The author mixes up English names (an alternative for Kirtland's warbler) with the scientific name for Jack Pine and argues that 'dig deep and flaws will be found'. The only flaw I see is mixing up things in his reasoning. I often see (in this very topic as well) that contra-change arguments try to mix the subject of discussion (ENGLISH names) with scientific names (names that aren't changed and aren't the subject of the discussion), and don't (or don't want to) understand the difference.
Another example:
"Many non-eponymous names are hardly descriptive. Who knows what mallard means?"
That's a false argument: You cannot argue that non-eponymous names are not an improvement, because some non-eponymous names are non-descriptive: ALL eponymous names are NON-descriptive. So ANY change towards descriptive names, is an improvement in description.
Another example:
"One huge asset that ornithology has that very few other disciplines in the natural sciences have is a stable system of English names."
Wrong. As I mentioned in this topic (or the other), English names are in constant flux. Just read here:
English Name Updates – IOC World Bird List . The last 2 updates saw 5 eponyms being erased: Cabanis, Major Mitchell, Hunstein, Cockerell, Worcester.
As a consequence, the author states:
"A large-scale change in English names will result in years of confusion, outdated field guides, and numerous other long-lasting hassles."
Current field guides get refreshed / new prints every couple of years. I am using my 3rd version of the Svensson guide, and I haven't even openened the last one (still using the first with all my notes). And this is without major name changes: new versions come out because better drawings / ID features / subspecies are depicted. I wonder if Americans still use their 20-year old field guides ignoring 10-20 splits in all those years?
one more:
"Legions of buildings, cities and towns, endowments and scholarships, streets, and much more are named honorifically. "
As mentioned (e.g. by me), comparing a building, city, ... (or any man-made object) to a living object when arguing how something could be named, is apples vs. oranges. We can do better with birds than we often do with streets. If the standard is this low (naming living objects, some having existed even before humans existed, after one single individual human being... I just find it weak to name something extraodinary in nature with a human-centric name. But that's me.
last:
"Resistance to the proposed AOS name changes has been widespread and opponents probably greatly outnumber proponents. To me and many others, the logic behind purging eponyms is largely baseless — at least its advocates have failed to make much of a case. The logic behind arguments for retaining existing names makes far more sense and maintains long-established stability."

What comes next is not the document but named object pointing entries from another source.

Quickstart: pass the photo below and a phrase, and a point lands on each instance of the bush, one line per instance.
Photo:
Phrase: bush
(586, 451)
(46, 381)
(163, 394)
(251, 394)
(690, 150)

It seems the nay-saying author resorts to the only argument I see over and over again: stability, status quo, being afraid of any change. Just turn things around: the logic behind keeping eponyms is largely baseless, and those who advocate the status quo have failed to make much of a case. IOC doesn't keep the status quo, even though they say they are neutral, eponyms are going out, but Americans want to keep it for whatever reason.